US 12,242,818 B2
	Sequence modeling using imputation
William Chan, Markham (CA); Chitwan Saharia, Toronto (CA); Geoffrey E. Hinton, Toronto (CA); Mohammad Norouzi, Richmond Hill (CA); and Navdeep Jaitly, Mountain View, CA (US)
Assigned to Google LLC, Mountain View, CA (US)
Appl. No. 17/797,872
Filed by Google LLC, Mountain View, CA (US)
PCT Filed Feb. 8, 2021, PCT No. PCT/US2021/017131 § 371(c)(1), (2) Date Aug. 5, 2022, PCT Pub. No. WO2021/159103, PCT Pub. Date Aug. 12, 2021.
Claims priority of provisional application 63/009,970, filed on Apr. 14, 2020.
Claims priority of provisional application 62/971,769, filed on Feb. 7, 2020.
Prior Publication US 2023/0075716 A1, Mar. 9, 2023
Int. Cl. G06F 40/47 (2020.01); G06F 40/284 (2020.01)

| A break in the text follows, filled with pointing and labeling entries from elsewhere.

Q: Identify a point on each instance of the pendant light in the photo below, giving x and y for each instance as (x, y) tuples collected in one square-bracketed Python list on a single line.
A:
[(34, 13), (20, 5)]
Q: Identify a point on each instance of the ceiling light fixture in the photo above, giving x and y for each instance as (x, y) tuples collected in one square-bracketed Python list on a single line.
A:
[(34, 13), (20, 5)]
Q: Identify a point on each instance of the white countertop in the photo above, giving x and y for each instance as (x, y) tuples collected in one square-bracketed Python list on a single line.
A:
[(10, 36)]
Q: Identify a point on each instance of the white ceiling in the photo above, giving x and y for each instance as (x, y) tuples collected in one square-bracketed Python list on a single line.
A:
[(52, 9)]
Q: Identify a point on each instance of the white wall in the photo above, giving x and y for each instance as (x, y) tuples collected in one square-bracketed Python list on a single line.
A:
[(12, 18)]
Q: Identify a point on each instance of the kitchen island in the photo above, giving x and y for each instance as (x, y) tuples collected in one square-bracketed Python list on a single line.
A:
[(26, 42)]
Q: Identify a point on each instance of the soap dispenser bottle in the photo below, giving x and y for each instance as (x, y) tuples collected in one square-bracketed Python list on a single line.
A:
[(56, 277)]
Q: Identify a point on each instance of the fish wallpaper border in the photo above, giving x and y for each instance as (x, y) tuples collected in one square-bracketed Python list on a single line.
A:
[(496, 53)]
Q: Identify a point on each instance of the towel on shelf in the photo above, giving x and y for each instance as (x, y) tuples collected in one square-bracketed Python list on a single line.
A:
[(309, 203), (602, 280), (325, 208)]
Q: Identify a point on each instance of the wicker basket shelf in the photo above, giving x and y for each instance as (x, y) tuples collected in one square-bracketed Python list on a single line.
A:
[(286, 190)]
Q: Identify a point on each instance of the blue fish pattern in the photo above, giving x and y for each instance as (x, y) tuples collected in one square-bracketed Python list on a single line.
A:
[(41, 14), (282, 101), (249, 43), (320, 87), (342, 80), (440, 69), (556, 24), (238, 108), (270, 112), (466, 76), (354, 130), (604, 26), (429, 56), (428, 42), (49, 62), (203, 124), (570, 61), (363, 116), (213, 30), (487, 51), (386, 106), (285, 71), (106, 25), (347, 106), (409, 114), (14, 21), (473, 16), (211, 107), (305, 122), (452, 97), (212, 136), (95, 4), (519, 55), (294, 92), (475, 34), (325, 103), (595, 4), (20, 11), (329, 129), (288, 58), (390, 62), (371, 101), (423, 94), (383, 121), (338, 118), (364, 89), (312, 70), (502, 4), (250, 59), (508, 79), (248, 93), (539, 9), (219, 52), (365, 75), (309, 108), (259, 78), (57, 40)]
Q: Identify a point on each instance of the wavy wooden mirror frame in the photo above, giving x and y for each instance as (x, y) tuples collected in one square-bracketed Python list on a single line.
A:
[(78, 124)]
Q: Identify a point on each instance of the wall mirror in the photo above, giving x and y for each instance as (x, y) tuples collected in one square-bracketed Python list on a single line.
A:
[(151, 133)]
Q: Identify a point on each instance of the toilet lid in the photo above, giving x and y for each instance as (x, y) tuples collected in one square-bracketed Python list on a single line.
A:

CPC G06F 40/47 (2020.01) [G06F 40/284 (2020.01)]

23 Claims

1. A method of generating, from an input sequence having a respective input token at each of a plurality of input positions, an output sequence having a respective output token from a vocabulary of output tokens at each of a plurality of output positions, the method comprising:

receiving the input sequence;

determining a plurality of blocks, wherein each block comprises a plurality of input tokens having consecutive input positions from the input positions, wherein the input tokens comprise a first token modality associated with audio tokens, text tokens, or image tokens;

processing the input sequence using a neural network to generate a latent alignment of the input sequence, wherein the latent alignment comprises, at each of the input positions, either an output token from the vocabulary of output tokens or a blank token, the processing comprising, at each of a plurality of input time steps:

receiving a partial latent alignment from a previous input time step, wherein the partial latent alignment comprises, at each of the input positions, one of: an output token, a blank token, or a mask token;

selecting an input position in each block, wherein the token at the selected input position of the partial latent alignment in each block is a mask token; and

processing i) the partial latent alignment and ii) the input sequence using the neural network to generate a new latent alignment, wherein the new latent alignment comprises, at the selected input position in each block, an output token or a blank token; and

generating, using the latent alignment, the output sequence, wherein the output tokens comprise a second token modality associated with audio tokens, text tokens, or image tokens.